Frequently Asked Questions (FAQs)
What is the best poly.ai alternative for high-volume phone support?
Platforms such as Cognigy and Google Dialogflow CX are popular for high-volume enterprise support. Or Genesys Cloud AI inside Genesys CX stacks tends to be a safe bet. They provide the stability needed for mission-critical operations, are scalable, and integrate well with contact center infrastructure. Remember to validate on your flows and minutes.
Are there any Poly AI alternatives, free to try?
Yes, many alternatives have free tiers. Rasa is open source. You can download and run it on your own hardware. Voiceflow is a collaborative designer with a free plan for individuals.
What is included or limited in a Poly AI free alternative?
Free alternatives to Poly AI often come with limitations, such as the number of projects you can create, the number of API calls you receive, or the number of monthly active users you can support. Paid plans may also be essential to access advanced features, including enterprise-grade security, single sign-on (SSO), or dedicated support.
How do I migrate to alternatives to Poly AI without breaking call flows?

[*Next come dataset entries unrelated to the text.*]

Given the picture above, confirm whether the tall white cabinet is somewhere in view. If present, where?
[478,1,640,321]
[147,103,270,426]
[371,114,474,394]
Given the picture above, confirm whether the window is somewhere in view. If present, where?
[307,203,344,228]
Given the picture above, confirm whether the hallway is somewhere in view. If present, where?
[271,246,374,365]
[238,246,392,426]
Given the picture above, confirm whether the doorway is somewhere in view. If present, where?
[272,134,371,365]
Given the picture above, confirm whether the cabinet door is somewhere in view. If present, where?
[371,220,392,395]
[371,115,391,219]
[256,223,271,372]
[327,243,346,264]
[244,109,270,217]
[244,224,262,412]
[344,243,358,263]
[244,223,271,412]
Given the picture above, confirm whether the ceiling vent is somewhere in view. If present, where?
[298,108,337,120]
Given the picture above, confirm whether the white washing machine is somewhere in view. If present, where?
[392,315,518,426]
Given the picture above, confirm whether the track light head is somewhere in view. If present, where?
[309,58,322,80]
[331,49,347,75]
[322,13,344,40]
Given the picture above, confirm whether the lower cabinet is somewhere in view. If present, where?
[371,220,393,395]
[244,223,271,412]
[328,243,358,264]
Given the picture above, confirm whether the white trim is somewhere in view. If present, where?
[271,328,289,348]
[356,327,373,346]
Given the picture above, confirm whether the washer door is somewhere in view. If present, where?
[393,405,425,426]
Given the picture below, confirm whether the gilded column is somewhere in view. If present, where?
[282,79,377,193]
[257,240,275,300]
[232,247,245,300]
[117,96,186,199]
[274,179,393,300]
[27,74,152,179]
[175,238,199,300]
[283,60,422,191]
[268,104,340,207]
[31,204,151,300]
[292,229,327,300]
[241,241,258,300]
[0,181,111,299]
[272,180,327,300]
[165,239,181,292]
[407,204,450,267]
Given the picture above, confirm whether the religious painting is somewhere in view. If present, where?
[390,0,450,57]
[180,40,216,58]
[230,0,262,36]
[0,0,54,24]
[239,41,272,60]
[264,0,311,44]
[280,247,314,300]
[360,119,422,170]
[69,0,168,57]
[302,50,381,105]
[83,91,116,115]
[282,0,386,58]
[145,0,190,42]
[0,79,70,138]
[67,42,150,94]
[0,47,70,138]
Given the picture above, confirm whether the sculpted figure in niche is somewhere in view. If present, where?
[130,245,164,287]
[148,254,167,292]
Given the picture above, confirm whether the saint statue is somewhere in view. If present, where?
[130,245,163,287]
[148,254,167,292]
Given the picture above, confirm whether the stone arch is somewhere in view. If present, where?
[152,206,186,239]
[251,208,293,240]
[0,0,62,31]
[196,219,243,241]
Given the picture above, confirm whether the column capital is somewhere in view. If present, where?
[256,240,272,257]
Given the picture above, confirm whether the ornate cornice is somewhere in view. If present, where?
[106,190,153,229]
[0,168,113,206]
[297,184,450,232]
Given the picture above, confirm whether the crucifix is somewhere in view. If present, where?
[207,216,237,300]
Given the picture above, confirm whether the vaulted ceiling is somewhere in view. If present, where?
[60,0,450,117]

When moving to a new voice AI system, start by linking it to your current phone provider so that calls can be routed to reach the right place. Bring over familiar elements like IVR menu options and knowledge bases to keep the customer experience consistent. Test the transfer of calls to human agents by running the new and old systems simultaneously. Once the AI starts to function reliably well, track performance and increase the traffic gradually
How much does a Poly AI alternative cost?
Developer-first stacks often land in the $0.10–$0.25/min band depending on LLM/TTS/telephony; CCaaS suites use tokens or enterprise contracts. 100,000 minutes could cost between $7,000 and $8,000 a month with a pay-as-you-go platform like Synthflow, plus any telephony or LLM fees.